We read and think in company; our theological reflection like the rest of our lives of faith is a shared, ‘conversational’ affair.

It's not unknown outside theology. We have become so much more interested over the last few decades in how to understand works of art not just in terms of what the artist ‘meant’, but in terms of what the actual work does or makes possible. What world does it create? So we read the Bible, obviously, but we also read the readers of the Bible (think of the Jewish Talmud, with the original text of its classical legal discussions literally surrounded on every page by the arguments that this text has generated). We read and think in company; our theological reflection like the rest of our lives of faith is a shared, ‘conversational’ affair. And so along with reading the Bible and immersing ourselves in the history of what sense others have made of the basic text and story, we also bring to bear the sorts of things that are part of our current conversations in society and culture – the habits of ‘reasoning’ that we have picked up.  

There is an important difference between talking about ‘reason’ as a sovereign, detached capacity and talking about ‘reasoning’, the range of processes and practices that carry forward a common life of intelligent learning (and that learning may be at any level of supposed ‘intellectual’ capacity; once more, it’s not about abstractions). Our society these days is fairly comprehensively confused about this: we have a mythological picture of some supremely obvious way of arguing that allows for no final dispute; we call it ‘science’; and then we expect the impossible of it and are disillusioned and sceptical when it can’t give us absolutely certain answers. One of the many ironies of our society is that we are besotted with ‘science’ and at the same time fascinated by the idea that there are many ‘truths’, or else suspicious that apparently objective sources are actually controlled by other interests. Real ‘reasoning’ happens only when we have learned to trust one another’: a long story, but an all-important element in our human discovery. 
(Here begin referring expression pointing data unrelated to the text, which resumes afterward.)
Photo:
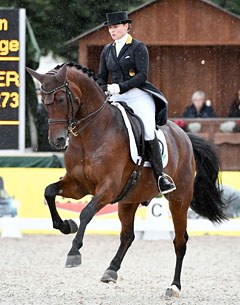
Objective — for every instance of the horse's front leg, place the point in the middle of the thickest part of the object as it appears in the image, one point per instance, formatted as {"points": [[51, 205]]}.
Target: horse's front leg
{"points": [[64, 188], [126, 214], [74, 256]]}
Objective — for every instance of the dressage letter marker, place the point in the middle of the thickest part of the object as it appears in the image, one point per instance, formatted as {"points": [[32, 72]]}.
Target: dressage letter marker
{"points": [[12, 79]]}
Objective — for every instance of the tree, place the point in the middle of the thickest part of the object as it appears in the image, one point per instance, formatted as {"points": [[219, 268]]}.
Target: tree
{"points": [[55, 22]]}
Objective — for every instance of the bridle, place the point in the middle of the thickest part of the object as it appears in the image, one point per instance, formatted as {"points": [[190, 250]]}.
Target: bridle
{"points": [[72, 122]]}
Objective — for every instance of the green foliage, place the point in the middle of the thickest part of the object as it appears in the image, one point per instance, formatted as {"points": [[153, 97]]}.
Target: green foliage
{"points": [[55, 22]]}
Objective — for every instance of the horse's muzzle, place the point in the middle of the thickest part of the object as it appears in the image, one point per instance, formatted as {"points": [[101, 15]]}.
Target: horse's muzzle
{"points": [[59, 143]]}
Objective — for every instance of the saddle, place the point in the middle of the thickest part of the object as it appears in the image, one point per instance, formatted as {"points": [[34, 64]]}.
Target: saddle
{"points": [[137, 129]]}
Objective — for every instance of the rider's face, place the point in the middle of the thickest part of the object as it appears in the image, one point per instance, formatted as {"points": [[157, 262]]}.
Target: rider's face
{"points": [[117, 31]]}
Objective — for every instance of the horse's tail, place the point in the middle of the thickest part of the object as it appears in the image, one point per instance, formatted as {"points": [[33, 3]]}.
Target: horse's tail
{"points": [[207, 199]]}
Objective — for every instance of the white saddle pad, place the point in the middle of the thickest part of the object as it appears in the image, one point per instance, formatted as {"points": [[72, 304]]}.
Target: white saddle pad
{"points": [[133, 146]]}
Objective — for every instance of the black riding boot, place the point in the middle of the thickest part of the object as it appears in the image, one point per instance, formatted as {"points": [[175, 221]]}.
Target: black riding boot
{"points": [[164, 182]]}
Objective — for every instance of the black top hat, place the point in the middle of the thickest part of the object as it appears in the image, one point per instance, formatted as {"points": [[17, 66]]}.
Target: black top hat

Bible, tradition, human reasoning – those are the tools we bring to this job of mapmaking. The book is really just a meditation on those words, ‘Come and see’, as the basis of Christian thinking. At the centre of everything is a set of very ambitious claims about what God is like – and what we are like. Part of what we’re invited to ‘come and see’ is ourselves. Once again it’s not unlike what happens in a really good play or film, when we go away conscious that we have seen not just someone else’s story but something fresh about our own selves. 

And my greatest hope for the book is that it may prompt someone to look a bit harder, to listen in to how Christians talk – and in that moment find that they recognize what’s being said in some complicated and untidy way. One of the most vivid characters in the gospel I’ve been quoting says of Jesus that he has told her everything she has ever done. I hope that those who are moved to investigate a bit further will come to that same unsettling and exciting point where they see themselves freshly, and the new landscape begins to unfold.